Re: Using cached credentials
- From: "Bill Grant" <not.available@online>
- Date: Thu, 12 Jul 2007 12:02:25 +1000
"Lanwench [MVP - Exchange]"
<lanwench@xxxxxxxxxxxxxxxxxxxxxxxxxxxxxxxxxxxxxxxxxxxxxxx> wrote in message
news:OU8hT18wHHA.5028@xxxxxxxxxxxxxxxxxxxxxxx
Joey <Joey@xxxxxxxxxxxxxxxxxxxxxxxxx> wrote:
HELP! I started working this new job several months ago. I have
about 50 users that work from home regularly. I have them logging
into their laptops using their cached credentials and that works
great. They use Cisco VPN client and they are able to RDP into their
workstations at work.
Well and good.
However, we would like them not to RDP into
their workstation so that they can have access to the network drives.
We want them to use cached credentials to login to the laptop, use
our VPN client and then access their network drives.
Oh my heavens, why? The performance for any kind of file access over VPN
is not going to be great, even with smallish files. You are *much* better
off continuing to use RD - whether to their desktops, or to a Terminal
Services box (better still).
I created a
script to map these network drives automatically but the network
indicates it requires user credentials and passwords (which would be
okay) but when we put in the user's id and password it responds that
the user is already logged into the system and can't login twice.
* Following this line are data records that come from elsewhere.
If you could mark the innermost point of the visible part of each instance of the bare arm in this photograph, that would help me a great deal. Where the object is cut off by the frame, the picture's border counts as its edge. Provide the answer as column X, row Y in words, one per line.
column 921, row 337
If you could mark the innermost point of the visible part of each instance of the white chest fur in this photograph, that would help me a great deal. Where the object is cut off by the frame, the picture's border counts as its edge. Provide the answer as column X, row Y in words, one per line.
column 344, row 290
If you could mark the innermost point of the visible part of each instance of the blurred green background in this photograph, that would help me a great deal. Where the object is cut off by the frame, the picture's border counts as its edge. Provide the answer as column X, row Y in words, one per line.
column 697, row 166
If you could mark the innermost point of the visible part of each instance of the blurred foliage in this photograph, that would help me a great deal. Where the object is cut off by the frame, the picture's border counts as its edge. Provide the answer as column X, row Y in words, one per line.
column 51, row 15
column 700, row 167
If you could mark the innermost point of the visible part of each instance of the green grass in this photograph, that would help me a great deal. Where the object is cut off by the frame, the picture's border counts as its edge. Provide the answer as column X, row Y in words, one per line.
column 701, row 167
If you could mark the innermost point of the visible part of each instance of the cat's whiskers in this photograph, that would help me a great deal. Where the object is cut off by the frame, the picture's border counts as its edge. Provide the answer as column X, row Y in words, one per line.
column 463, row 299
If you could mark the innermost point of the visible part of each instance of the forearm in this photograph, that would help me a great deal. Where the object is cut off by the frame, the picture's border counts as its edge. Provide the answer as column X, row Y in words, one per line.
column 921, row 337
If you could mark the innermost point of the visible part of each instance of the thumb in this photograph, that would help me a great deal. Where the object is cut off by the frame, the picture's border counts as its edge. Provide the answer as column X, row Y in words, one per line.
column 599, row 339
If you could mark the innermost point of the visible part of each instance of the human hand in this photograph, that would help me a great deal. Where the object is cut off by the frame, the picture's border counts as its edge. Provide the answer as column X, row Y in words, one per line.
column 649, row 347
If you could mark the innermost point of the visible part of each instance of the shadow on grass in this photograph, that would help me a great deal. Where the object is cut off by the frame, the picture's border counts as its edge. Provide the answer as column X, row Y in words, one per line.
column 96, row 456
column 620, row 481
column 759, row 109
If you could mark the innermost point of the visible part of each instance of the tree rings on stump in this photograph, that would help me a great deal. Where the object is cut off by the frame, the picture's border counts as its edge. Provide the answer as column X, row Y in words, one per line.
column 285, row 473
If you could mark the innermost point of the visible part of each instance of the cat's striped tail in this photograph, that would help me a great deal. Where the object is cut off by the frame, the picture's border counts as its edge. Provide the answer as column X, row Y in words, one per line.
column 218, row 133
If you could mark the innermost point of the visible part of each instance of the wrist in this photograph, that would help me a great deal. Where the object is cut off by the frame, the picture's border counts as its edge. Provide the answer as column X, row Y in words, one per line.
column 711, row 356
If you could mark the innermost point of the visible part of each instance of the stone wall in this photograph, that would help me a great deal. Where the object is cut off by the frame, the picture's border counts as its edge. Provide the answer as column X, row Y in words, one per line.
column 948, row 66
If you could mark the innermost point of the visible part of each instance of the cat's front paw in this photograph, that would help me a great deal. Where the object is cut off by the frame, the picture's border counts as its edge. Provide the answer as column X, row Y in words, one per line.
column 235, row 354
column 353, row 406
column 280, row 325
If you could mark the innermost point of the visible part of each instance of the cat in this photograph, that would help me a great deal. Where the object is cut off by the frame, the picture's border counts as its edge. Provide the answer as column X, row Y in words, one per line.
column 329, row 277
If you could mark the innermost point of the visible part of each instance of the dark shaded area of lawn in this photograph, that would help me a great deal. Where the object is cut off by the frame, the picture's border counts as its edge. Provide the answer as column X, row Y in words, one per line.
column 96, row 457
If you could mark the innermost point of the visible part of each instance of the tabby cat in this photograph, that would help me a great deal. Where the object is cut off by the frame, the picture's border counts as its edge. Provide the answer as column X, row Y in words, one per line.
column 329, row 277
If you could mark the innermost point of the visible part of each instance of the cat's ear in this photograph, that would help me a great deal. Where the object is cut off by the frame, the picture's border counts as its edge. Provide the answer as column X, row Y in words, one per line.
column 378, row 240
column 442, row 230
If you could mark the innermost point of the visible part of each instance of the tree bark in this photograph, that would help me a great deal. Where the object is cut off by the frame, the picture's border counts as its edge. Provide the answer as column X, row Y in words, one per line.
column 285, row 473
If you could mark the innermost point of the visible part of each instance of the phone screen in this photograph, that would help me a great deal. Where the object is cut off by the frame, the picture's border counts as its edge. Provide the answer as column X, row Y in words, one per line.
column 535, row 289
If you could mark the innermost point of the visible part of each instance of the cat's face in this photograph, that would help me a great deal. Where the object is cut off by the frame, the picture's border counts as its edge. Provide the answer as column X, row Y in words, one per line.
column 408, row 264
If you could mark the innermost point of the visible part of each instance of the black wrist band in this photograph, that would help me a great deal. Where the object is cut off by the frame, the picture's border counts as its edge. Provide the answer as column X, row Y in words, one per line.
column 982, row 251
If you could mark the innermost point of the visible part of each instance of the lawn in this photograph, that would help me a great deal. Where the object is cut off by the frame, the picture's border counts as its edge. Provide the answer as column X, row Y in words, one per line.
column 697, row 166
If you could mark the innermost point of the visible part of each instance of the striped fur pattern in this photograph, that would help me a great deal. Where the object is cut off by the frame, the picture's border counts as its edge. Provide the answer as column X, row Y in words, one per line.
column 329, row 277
We were able to get everything to work if we logged into the computer
using a local account, VPN into the network and then used the user's
id and password. I am sure it is probably a local computer policy
but can't seem to figure it out. Any help is appreciated.
I'm presuming the passwords haven't been changed on the server & not
updated on the client, and that your DHCP/RAS server is giving them the
correct IP info (no public DNS servers, for one).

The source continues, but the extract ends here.